Before he could turn to flee, Jack found himself climbing the ladder, unable to return, as the fourth man stood looking up at him, his fingers grasping that bottom rung as white as bone.
He went over and, for a split second, felt relief, bathing in the wonderment that he had actually made it over the precipice of the trench. He looked across the landscape before him, but ghosts were all he could see. Figures faded in and out of the fog of war that blanketed all before him.
He began to move, rifle pointed outwards. Every now and then the fog was illuminated by blinding discharges, momentarily revealing the silhouettes of his brothers in arms. He pressed forward, trying to keep pace with them, as flash after flash lit up the world; flashes that did not proceed any sounds other than the screams of unseen victims. No booms, no thuds, no cracks, just the static of silence, the breath that kept catching in his throat, the drumming of his heart.
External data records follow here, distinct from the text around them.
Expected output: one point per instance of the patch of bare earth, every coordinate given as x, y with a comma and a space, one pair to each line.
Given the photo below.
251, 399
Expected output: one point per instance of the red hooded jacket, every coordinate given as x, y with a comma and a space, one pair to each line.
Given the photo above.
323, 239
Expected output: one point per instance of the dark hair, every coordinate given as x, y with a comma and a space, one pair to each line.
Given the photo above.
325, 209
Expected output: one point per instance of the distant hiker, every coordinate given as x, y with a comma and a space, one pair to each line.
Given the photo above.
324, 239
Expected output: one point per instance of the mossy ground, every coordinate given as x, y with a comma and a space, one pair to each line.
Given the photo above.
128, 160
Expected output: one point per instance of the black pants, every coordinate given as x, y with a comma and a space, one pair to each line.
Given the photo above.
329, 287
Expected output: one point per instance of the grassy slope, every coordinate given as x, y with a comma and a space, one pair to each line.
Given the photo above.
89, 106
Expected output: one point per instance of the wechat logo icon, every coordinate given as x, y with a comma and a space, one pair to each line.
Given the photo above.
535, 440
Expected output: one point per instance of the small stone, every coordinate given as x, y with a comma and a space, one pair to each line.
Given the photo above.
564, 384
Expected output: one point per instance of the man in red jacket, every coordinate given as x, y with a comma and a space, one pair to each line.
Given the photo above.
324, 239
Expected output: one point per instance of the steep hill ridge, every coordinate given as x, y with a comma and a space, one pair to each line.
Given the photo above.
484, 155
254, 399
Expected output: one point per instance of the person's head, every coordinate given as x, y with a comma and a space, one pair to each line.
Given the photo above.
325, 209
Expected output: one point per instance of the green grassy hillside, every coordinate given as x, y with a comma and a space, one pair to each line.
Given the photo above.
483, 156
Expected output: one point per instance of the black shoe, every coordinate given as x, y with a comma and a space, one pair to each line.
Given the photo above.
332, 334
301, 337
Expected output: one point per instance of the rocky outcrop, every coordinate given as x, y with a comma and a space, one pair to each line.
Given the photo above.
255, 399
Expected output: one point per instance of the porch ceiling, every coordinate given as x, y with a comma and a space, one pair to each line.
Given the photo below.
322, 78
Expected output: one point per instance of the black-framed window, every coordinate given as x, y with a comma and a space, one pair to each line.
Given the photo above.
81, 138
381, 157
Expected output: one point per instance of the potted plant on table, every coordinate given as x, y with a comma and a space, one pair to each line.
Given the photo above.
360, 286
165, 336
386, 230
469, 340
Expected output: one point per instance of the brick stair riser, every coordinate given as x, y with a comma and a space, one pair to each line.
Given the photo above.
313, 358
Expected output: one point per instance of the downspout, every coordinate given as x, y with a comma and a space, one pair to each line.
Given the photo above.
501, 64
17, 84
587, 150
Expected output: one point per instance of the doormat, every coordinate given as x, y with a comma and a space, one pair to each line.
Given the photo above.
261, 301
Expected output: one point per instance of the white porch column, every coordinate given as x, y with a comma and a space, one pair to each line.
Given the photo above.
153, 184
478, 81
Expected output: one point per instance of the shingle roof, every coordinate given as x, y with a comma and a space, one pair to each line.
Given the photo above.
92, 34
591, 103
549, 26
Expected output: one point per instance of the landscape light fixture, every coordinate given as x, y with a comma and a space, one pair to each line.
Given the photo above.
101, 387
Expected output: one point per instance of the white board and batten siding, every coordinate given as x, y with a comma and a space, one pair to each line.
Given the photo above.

He stumbled over a body—fresh, in half, and landed on its torso—their faces pressed together. Dead eyes looked right into his; cruel eyes.
"On your feet, Perkins," he said to himself. His voice came out as loud as the staff sergeant's had, thrown back at him by the fog.
He scrambled up and realised that he did not even know what way he was meant to be going. The fog was thicker than he thought fog could be. He stood motionless, listening, hardly breathing. A cry here, a whimper there, calls for help. One by one, the voices went silent.
There were no more flashes, no more horns. Then, the pitter patter of feet in mud. One set—no, five, six, ten. He couldn’t see past his hand in the miasma, he couldn’t see the bayonet of his rifle. He used all of his might and all of his courage to simply do nothing, to stand still, to hold his breath. He tried to will his heart quiet. And then, unbidden, he tensed up, fear cramping his body. His finger curled around the trigger, and the crack of his gun was louder than any aerial bombardment.
The gunshot echoed around an unseen landscape, the flash illuminating a dozen of the enemy for a split second. They had been feet away from Jack, their unsymmetrical bodies grotesque, their legs—five of them—ungainly and awkward looking. He saw them one more time, as one of their impossible war-machines illuminated him, hovering over him silently.
The last thing he heard was its warhorn sounding, a different pitch from before. Victory, it said.